No es una novedad que los catalanes siempre se han diferenciado de España, y que sus iniciativas han tenido un espíritu con identidad propia.

En la tierra donde brilla Lionel Messi y Barcelona fue el centro donde se declaró la soberanía, las ideas que buscan destino propio proliferan.

Una de estas últimas iniciativas ha sido la CROAT, una criptomoneda digital que opera en un estándar de valor basado en la comunidad, utilizando redes P2P (peer-to-peer) como medio de realizar transacciones. En lugar de tener una autoridad central para determinar el valor de la moneda, su valor está determinado por el número de productos y servicios que la gente está dispuesta a comprar o vender usando CROAT. Los CROATs tienen un valor global, por lo que pueden ser utilizados en cualquier país, en cualquier momento. CROAT también es de código abierto; su arquitectura es pública, nadie posee ni controla el CROAT y cualquiera puede participar.

Claro que su nombre no es aleatorio. El Croat fue una de las monedas catalanas de más larga duración y penetración. Forma parte de la identidad histórica de los catalanes. Croat como altcoin trae la moneda catalana de antes al futuro.

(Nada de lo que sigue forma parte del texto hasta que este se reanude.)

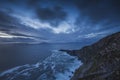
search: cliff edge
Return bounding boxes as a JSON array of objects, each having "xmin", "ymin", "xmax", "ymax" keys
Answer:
[{"xmin": 61, "ymin": 32, "xmax": 120, "ymax": 80}]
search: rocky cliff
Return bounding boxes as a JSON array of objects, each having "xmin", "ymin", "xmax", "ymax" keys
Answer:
[{"xmin": 61, "ymin": 32, "xmax": 120, "ymax": 80}]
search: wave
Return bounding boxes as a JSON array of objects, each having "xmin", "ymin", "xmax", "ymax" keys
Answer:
[{"xmin": 0, "ymin": 50, "xmax": 82, "ymax": 80}]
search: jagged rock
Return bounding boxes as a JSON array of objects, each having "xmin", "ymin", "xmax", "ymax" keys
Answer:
[{"xmin": 61, "ymin": 32, "xmax": 120, "ymax": 80}]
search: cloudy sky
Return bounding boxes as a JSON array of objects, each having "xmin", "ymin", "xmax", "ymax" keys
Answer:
[{"xmin": 0, "ymin": 0, "xmax": 120, "ymax": 43}]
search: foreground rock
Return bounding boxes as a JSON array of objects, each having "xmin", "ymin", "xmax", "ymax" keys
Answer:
[{"xmin": 61, "ymin": 32, "xmax": 120, "ymax": 80}]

Una herramienta al alcance de todos, con razones de ser históricas, culturales y personales, no solamente económicas.

El croat es una moneda catalana de plata creada en 1285 por el rey Pedro III. Se conoció como croat barceloní, y también como xamberg. En el anverso de la moneda figuraba la efigie del Conde de Barcelona, y en el reverso, la gran cruz a la que debía el nombre la moneda.
Un croat equivalía a doce dineros. También se pusieron en circulación piezas de medio y un cuarto de croat. Los croats se emitían en las cecas de las ciudades de Barcelona y Perpiñan. Se acuñaron croats durante siglos, aunque la cantidad de la plata que portaban fue variando.
Los últimos croats se acuñaron en Barcelona entre los años 1705 y 1706, primero con el nombre de Felipe V de Borbón y posteriormente con el nombre del pretendiente Carlos III de Austria. Con casi 500 años de historia, el Croat fue una de las monedas catalanas de más larga duración y penetración.

La apuesta hoy es renovar esta moneda en una versión moderna y de altísima proyección.
“Aunque creemos firmemente en el futuro de Cataluña, no estamos suscritos políticamente a ningún partido o grupo político. En nuestro grupo de desarrolladores hay personas con diferentes puntos de vista políticos, pero como grupo sólo creemos en el futuro de Croat como LA MONEDA CATALANA . Todos tienen el derecho de poder acceder a Croat, independientemente de sus opiniones políticas. Al final, es sólo dinero. Y creemos firmemente que la gente debe tener el derecho de gobernar y controlarlo, no las instituciones, no los partidos políticos, no los bancos centrales.

El proyecto Croat nació de la necesidad de ofrecer una moneda virtual al pueblo catalán. Cataluña tiene muchísimo potencial económico y croat será una herramienta fuerte para acelerar el desarrollo económico de nuestra región. No podemos enfatizar suficientemente la importancia del PUEBLO. Croat no fue creado por ninguna institución, gobierno u organización oficial, sino por un grupo de personas comunes, desarrolladores apasionados, con Cataluña en el corazón. Queremos dar fuerza a nuestra gente, darles una herramienta que funcione para ellos y, lo que es más importante, una que los represente”, se explica en el sitio web croat.cat.

La historia sigue siendo un movilizador en Cataluña, y esta vez llega en forma de moneda digital. El futuro está abierto.